人 人為 我, 我 為 人人. Renren knows where, where we renren. "All for one, one for all." (Slogan)

The sentence in this example follows the pattern: aabc , cbaa . Even those who don't speak Chinese can recognize the following: A series of characters: abc (人為 我) is reversed to cba (我 為人) and makes sense in both directions. This is the pattern according to which the words (characters) are arranged. The pattern is called 回文 huiwen "reverse script ". The sentence is a slogan, it has a persuasive function - it serves to convince - [see persuasive communication ], and is therefore rhetorical.
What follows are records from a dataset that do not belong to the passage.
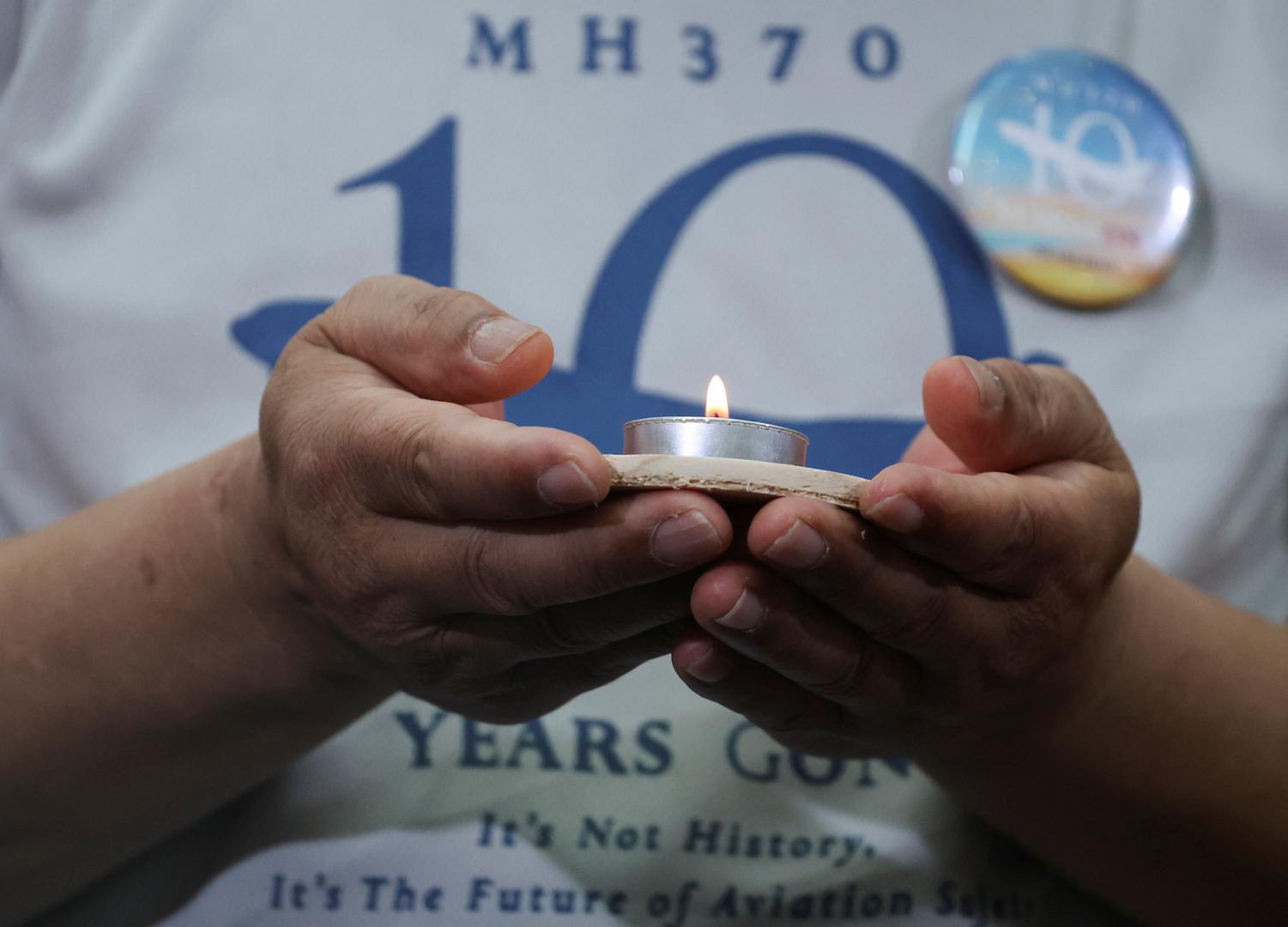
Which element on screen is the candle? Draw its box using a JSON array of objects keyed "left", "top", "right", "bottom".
[
  {"left": 604, "top": 378, "right": 867, "bottom": 512},
  {"left": 622, "top": 376, "right": 809, "bottom": 466}
]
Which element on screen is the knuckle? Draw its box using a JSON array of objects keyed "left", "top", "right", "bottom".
[
  {"left": 972, "top": 494, "right": 1043, "bottom": 586},
  {"left": 457, "top": 527, "right": 535, "bottom": 615},
  {"left": 869, "top": 584, "right": 949, "bottom": 648},
  {"left": 743, "top": 700, "right": 845, "bottom": 741},
  {"left": 532, "top": 609, "right": 602, "bottom": 657},
  {"left": 980, "top": 610, "right": 1064, "bottom": 690},
  {"left": 809, "top": 646, "right": 868, "bottom": 702}
]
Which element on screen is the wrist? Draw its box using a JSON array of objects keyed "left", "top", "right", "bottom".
[{"left": 915, "top": 556, "right": 1148, "bottom": 785}]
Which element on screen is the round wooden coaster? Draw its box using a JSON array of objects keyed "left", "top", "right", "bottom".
[{"left": 604, "top": 455, "right": 867, "bottom": 512}]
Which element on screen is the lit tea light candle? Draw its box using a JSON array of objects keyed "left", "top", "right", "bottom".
[
  {"left": 622, "top": 376, "right": 809, "bottom": 466},
  {"left": 605, "top": 376, "right": 867, "bottom": 510}
]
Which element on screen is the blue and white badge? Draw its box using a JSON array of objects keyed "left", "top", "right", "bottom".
[{"left": 949, "top": 51, "right": 1195, "bottom": 306}]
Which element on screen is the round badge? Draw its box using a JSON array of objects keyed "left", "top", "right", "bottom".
[{"left": 949, "top": 51, "right": 1195, "bottom": 306}]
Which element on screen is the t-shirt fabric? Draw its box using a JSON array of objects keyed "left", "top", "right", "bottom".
[{"left": 0, "top": 0, "right": 1288, "bottom": 927}]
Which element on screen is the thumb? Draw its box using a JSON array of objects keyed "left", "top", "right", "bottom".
[
  {"left": 921, "top": 357, "right": 1129, "bottom": 473},
  {"left": 294, "top": 276, "right": 553, "bottom": 404}
]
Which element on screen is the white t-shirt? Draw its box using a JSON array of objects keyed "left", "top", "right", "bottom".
[{"left": 0, "top": 0, "right": 1288, "bottom": 927}]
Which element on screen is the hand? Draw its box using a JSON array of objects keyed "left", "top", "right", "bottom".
[
  {"left": 254, "top": 277, "right": 732, "bottom": 723},
  {"left": 673, "top": 358, "right": 1139, "bottom": 760}
]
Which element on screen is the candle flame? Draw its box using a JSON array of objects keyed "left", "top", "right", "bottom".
[{"left": 707, "top": 375, "right": 729, "bottom": 419}]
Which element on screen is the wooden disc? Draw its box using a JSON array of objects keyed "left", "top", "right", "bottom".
[{"left": 604, "top": 455, "right": 867, "bottom": 512}]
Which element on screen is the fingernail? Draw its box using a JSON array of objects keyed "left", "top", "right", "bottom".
[
  {"left": 537, "top": 461, "right": 599, "bottom": 506},
  {"left": 959, "top": 357, "right": 1006, "bottom": 415},
  {"left": 650, "top": 509, "right": 724, "bottom": 566},
  {"left": 717, "top": 590, "right": 765, "bottom": 631},
  {"left": 684, "top": 646, "right": 730, "bottom": 682},
  {"left": 863, "top": 494, "right": 925, "bottom": 535},
  {"left": 765, "top": 519, "right": 827, "bottom": 569},
  {"left": 470, "top": 316, "right": 541, "bottom": 365}
]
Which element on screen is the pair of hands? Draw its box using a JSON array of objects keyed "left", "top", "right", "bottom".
[{"left": 254, "top": 277, "right": 1137, "bottom": 757}]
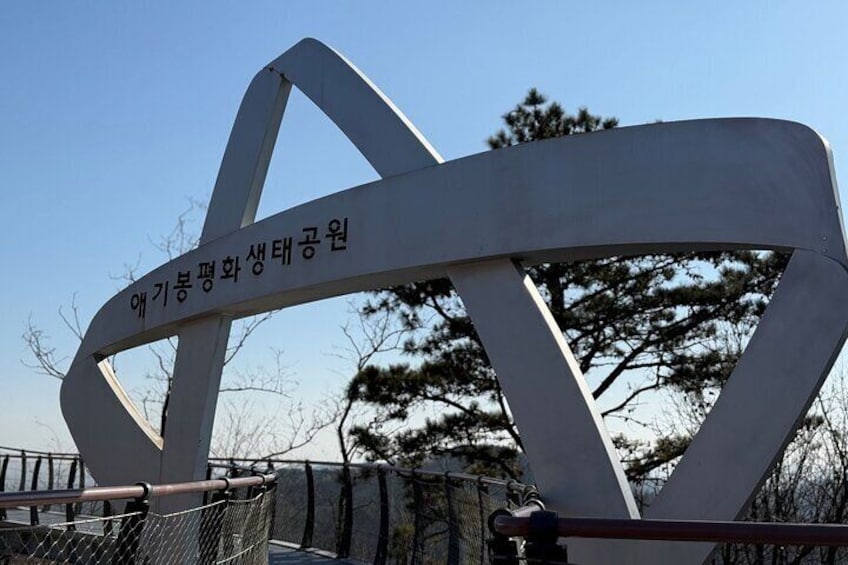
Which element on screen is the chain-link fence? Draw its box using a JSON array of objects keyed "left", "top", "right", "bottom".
[
  {"left": 210, "top": 460, "right": 537, "bottom": 565},
  {"left": 0, "top": 477, "right": 275, "bottom": 565}
]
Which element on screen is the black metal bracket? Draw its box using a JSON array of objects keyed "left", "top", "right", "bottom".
[{"left": 524, "top": 510, "right": 568, "bottom": 564}]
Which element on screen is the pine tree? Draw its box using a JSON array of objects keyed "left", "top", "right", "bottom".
[{"left": 347, "top": 89, "right": 787, "bottom": 478}]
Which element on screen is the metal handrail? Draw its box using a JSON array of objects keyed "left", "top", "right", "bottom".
[
  {"left": 209, "top": 457, "right": 535, "bottom": 492},
  {"left": 0, "top": 474, "right": 277, "bottom": 508},
  {"left": 492, "top": 515, "right": 848, "bottom": 546}
]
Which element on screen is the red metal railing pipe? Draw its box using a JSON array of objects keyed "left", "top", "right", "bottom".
[
  {"left": 0, "top": 474, "right": 276, "bottom": 508},
  {"left": 494, "top": 516, "right": 848, "bottom": 546}
]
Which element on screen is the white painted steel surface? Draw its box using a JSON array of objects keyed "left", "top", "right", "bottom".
[{"left": 62, "top": 40, "right": 848, "bottom": 564}]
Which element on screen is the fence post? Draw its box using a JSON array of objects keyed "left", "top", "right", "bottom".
[
  {"left": 200, "top": 477, "right": 227, "bottom": 565},
  {"left": 300, "top": 461, "right": 315, "bottom": 548},
  {"left": 112, "top": 483, "right": 152, "bottom": 565},
  {"left": 41, "top": 453, "right": 56, "bottom": 512},
  {"left": 336, "top": 463, "right": 353, "bottom": 558},
  {"left": 411, "top": 469, "right": 424, "bottom": 565},
  {"left": 18, "top": 449, "right": 26, "bottom": 491},
  {"left": 74, "top": 455, "right": 85, "bottom": 515},
  {"left": 65, "top": 458, "right": 77, "bottom": 530},
  {"left": 374, "top": 466, "right": 389, "bottom": 565},
  {"left": 0, "top": 454, "right": 9, "bottom": 520},
  {"left": 477, "top": 476, "right": 489, "bottom": 565},
  {"left": 29, "top": 455, "right": 41, "bottom": 526},
  {"left": 445, "top": 472, "right": 461, "bottom": 563}
]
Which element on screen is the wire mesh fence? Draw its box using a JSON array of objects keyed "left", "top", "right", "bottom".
[
  {"left": 0, "top": 474, "right": 275, "bottom": 565},
  {"left": 210, "top": 460, "right": 537, "bottom": 565}
]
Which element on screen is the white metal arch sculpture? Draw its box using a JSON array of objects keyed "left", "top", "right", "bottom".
[{"left": 61, "top": 39, "right": 848, "bottom": 564}]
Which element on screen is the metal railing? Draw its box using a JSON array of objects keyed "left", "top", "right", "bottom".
[
  {"left": 0, "top": 468, "right": 276, "bottom": 564},
  {"left": 489, "top": 501, "right": 848, "bottom": 565},
  {"left": 209, "top": 459, "right": 538, "bottom": 565}
]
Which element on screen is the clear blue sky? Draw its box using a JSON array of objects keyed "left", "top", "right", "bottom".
[{"left": 0, "top": 0, "right": 848, "bottom": 454}]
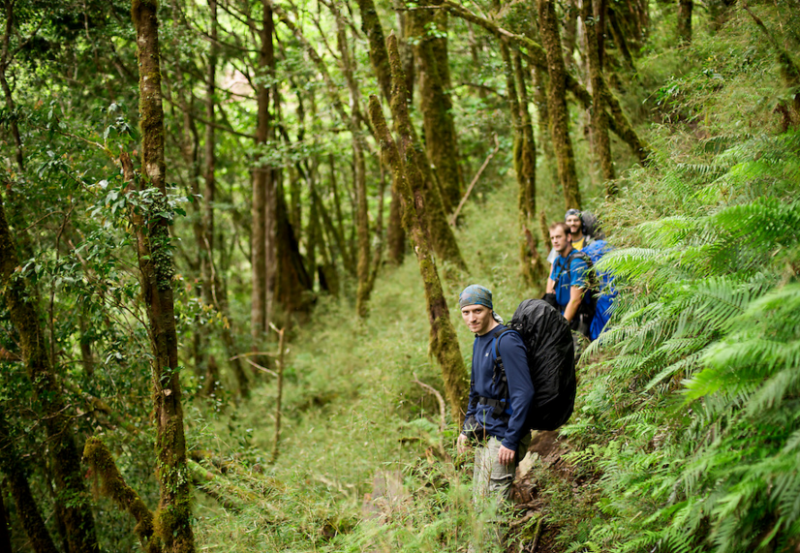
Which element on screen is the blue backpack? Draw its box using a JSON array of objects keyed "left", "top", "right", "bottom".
[{"left": 581, "top": 240, "right": 617, "bottom": 340}]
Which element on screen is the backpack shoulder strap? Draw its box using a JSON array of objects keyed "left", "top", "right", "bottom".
[{"left": 492, "top": 328, "right": 514, "bottom": 365}]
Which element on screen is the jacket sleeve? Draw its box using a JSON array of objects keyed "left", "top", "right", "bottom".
[
  {"left": 497, "top": 332, "right": 534, "bottom": 451},
  {"left": 569, "top": 257, "right": 589, "bottom": 288},
  {"left": 462, "top": 345, "right": 479, "bottom": 430}
]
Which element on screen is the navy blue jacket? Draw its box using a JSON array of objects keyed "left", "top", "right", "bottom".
[{"left": 467, "top": 325, "right": 533, "bottom": 451}]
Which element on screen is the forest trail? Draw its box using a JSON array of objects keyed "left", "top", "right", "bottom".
[{"left": 0, "top": 0, "right": 800, "bottom": 553}]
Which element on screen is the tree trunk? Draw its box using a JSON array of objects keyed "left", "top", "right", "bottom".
[
  {"left": 358, "top": 0, "right": 392, "bottom": 101},
  {"left": 537, "top": 0, "right": 581, "bottom": 209},
  {"left": 358, "top": 0, "right": 406, "bottom": 265},
  {"left": 412, "top": 3, "right": 461, "bottom": 213},
  {"left": 321, "top": 154, "right": 356, "bottom": 275},
  {"left": 354, "top": 9, "right": 467, "bottom": 271},
  {"left": 678, "top": 0, "right": 694, "bottom": 44},
  {"left": 250, "top": 0, "right": 275, "bottom": 365},
  {"left": 513, "top": 51, "right": 547, "bottom": 286},
  {"left": 334, "top": 10, "right": 380, "bottom": 319},
  {"left": 0, "top": 198, "right": 99, "bottom": 552},
  {"left": 0, "top": 412, "right": 58, "bottom": 553},
  {"left": 83, "top": 438, "right": 162, "bottom": 553},
  {"left": 0, "top": 486, "right": 9, "bottom": 553},
  {"left": 370, "top": 35, "right": 469, "bottom": 423},
  {"left": 562, "top": 0, "right": 578, "bottom": 71},
  {"left": 130, "top": 0, "right": 194, "bottom": 553},
  {"left": 275, "top": 180, "right": 311, "bottom": 320},
  {"left": 608, "top": 8, "right": 636, "bottom": 71},
  {"left": 500, "top": 41, "right": 544, "bottom": 286},
  {"left": 596, "top": 0, "right": 608, "bottom": 69},
  {"left": 581, "top": 0, "right": 617, "bottom": 193}
]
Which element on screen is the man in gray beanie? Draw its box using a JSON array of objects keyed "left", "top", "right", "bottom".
[{"left": 458, "top": 284, "right": 534, "bottom": 549}]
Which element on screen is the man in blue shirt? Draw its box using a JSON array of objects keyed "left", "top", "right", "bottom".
[
  {"left": 458, "top": 285, "right": 534, "bottom": 498},
  {"left": 547, "top": 223, "right": 588, "bottom": 330}
]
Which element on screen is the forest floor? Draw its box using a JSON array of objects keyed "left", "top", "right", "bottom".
[
  {"left": 188, "top": 178, "right": 552, "bottom": 551},
  {"left": 177, "top": 5, "right": 800, "bottom": 553}
]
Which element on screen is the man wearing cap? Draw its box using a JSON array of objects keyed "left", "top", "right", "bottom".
[
  {"left": 458, "top": 284, "right": 534, "bottom": 499},
  {"left": 547, "top": 209, "right": 594, "bottom": 268}
]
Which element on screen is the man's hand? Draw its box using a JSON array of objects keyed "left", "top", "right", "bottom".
[
  {"left": 456, "top": 434, "right": 469, "bottom": 455},
  {"left": 497, "top": 444, "right": 517, "bottom": 465}
]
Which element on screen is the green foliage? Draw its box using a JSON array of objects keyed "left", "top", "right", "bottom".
[{"left": 560, "top": 16, "right": 800, "bottom": 553}]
The pattern could also appear in a poem and would then have an aesthetic function. Then one could not speak of a “rhetorical pattern” but of a “style figure”.

In the European tradition, the palindrome corresponds to the pattern .

literature

  • 陳 望 道Chen Wangdao : 修辭 發 凡Xiucixue fafan "Outline of the Doctrine of Arranging Words" (Shanghai, Jiaoyu chubanshe 1979). [Taiwan edition: 陳 望 道Chen Wangdao: 修辭 學 釋 利Xiucixue shili " Sample Analysis of the Doctrine of Configuring Words" (Taibei, Xuesheng shuju 1963).]
  • Klaus Horsten: Chinese rhetoric. Vienna, 2020 google books online . [Adopts the classification and examples from Huang Qingxuan and translates them.]
  • 黃慶萱 Huang Qingxuan : 修辭 學Xiucixue "Teaching How To Put The Words In Order" (Taibei, Sanmin shuju 1988) [Adheres to Chen Wangdao in the classification of the figures, but expands the repertoire of the examples to include quotations from modern literature.]
  • H. Richter: Terra incognita of the Chinese lesson: language style (xiucixue). in: Chun - Chinese Lessons, No. 3.
  • 鄭子瑜Zheng Ziyu : 中國 修辭 學 史稿Zhongguo xiucixue shigao " Outline of the history of the Chinese doctrine of arranging words" (Shanghai, Jiaoyu chubanshe 1984). [Taiwan edition: Zheng Ziyu 鄭子瑜 : 中國 修辭 學 史Zhongguo xiucixue shi “History of the Chinese Teaching of Words' (Taibei, Wenshizhe chubanshe). See Zhang, Zhenhua.]
  • Zhang, Zhenhua: Chinese and European Rhetoric. A comparison in main features (Frankfurt / Main, Lang, diss.). [In the first part, history of Xiucixue based on Zeng Ziyu.]

Individual evidence

  1. Klaus Horsten: Chinese rhetoric. Vienna, 2020 google books online .
  2. Harald Richter: Chen Wangdao. An outline of his life and work. In: Oriens Extremus, Vol. 27 (1980), pp. 61-72
  3. a b 黃慶萱 Huang Qingxuan: 修辭 學 Xiucixue “Teaching of Preparing Words”, Taibei, Sanmin shuju 1988, p. 2.
  4. 合作社 標語 Hezuoshe biaoyu "Company's slogan for cooperation". Quoted from 黃慶萱 Huang Qingxuan: 修辭 學 Xiucixue “Doctrine of Preparing Words”, Taibei, Sanmin shuju 1988, p. 524.